The supermarkets now have an almost duopoly on wine retail so much for the accc they wouldnt know  competition if it drove over them


----------



## So_Cynical (10 August 2009)

pacestick said:


> The supermarkets now have an almost duopoly on wine retail so much for the accc they wouldnt know  competition if it drove over them




I reckon good wines have never been this cheap...i got some Banrock station wines last week for less than $6 a bottle at a Coles outlet.

Its probably a good time to be buying into the wine industry...i figure this is about as bad as it gets, with all the talk of over production, falling consumption and sales, Aussie dollar strength, irrigation uncertainty, drought, MIS failures and the GFC in general.

When there's so many negatives around its easy to forget what a great Aussie industry this is.


----------



## Amor_Fati (13 August 2009)

Well the market liked their announcement today, up 67%. That finance arrangement might let them earn their way out of the hole they are in.



> Australian Vintage Ltd (AVG) today announced better than expected sales in the 08/09 financial year, combined with the benefits of the strategic review has delivered strong cash flow, cut debt and allowed the company to secure new longer term financing arrangements.


----------



## prawn_86 (13 August 2009)

My old man is actually a wine grape growe, and due to the fact i have had a lot of exposure to the industry it would take a lot to get me to invest in it. The margins are very slim, there is a hell of a lot of competition, demand is constantly changing (meaning it is hard to get the right grapes) and the weather can have a huge impact.

Not my cup of tea. (Or glass of wine in this case). Although i guess SC did well out of them  Well done


----------



## Cink (13 August 2009)

Amor_Fati said:


> Well the market liked their announcement today, up 67%. That finance arrangement might let them earn their way out of the hole they are in.

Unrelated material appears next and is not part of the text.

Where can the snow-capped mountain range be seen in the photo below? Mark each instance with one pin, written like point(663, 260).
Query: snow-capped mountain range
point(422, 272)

yeah was wondering how long should i look to hold on them. 

i got in around 0.135 and still holding on.


----------



## So_Cynical (13 August 2009)

prawn_86 said:


> Although i guess SC did well out of them  Well done




No  not me...just watching the whole sector as it meets my over sold buying 
criteria, its almost like debt is not a dirty word any more :dunno: AVG is just one of 
the many stocks that have turned around recently, on 1 positive announcement.

hows that saying go...so many stocks so little money.


----------



## Cink (14 August 2009)

ok i caved in and let it go @ 0.375. It was hitting a high of 0.385.


----------



## pacestick (27 May 2010)

AVG are still predicting a 75% increase in NPAT  this is down from 100% due to the strong Australian dollar . High value  branded wines volume  increased by 22%. The company would appear to be on the path to recovery . However the industry as a whole would seem to be still suffering from excess grape supply even though overall crush has fallen.


----------



## Telamelo (31 March 2016)

AVG volume/momentum breakout to new 52 week high's @57c  (shows breakout on 5yr chart as well)

Please dyor as always

Cheers tela


----------



## Porper (31 March 2016)

Telamelo said:


> AVG volume/momentum breakout to new 52 week high's @57c  (shows breakout on 5yr chart as well)
> 
> Please dyor as always
> 
> Cheers tela




Breakout feasible but some distribution at today's high. Very weak close on large volume (for this illiquid stock). Need some better closes.


----------



## peter2 (14 May 2018)

Good observation @Porper  another push higher started the nearly two year decline in price. 
After some corporate restructure price is once again back at two year highs. Price is looking much more bullish here. If you look closely at the daily chart the two recent dips in price were accompanied with lower volume. No significant selling this time at this level. 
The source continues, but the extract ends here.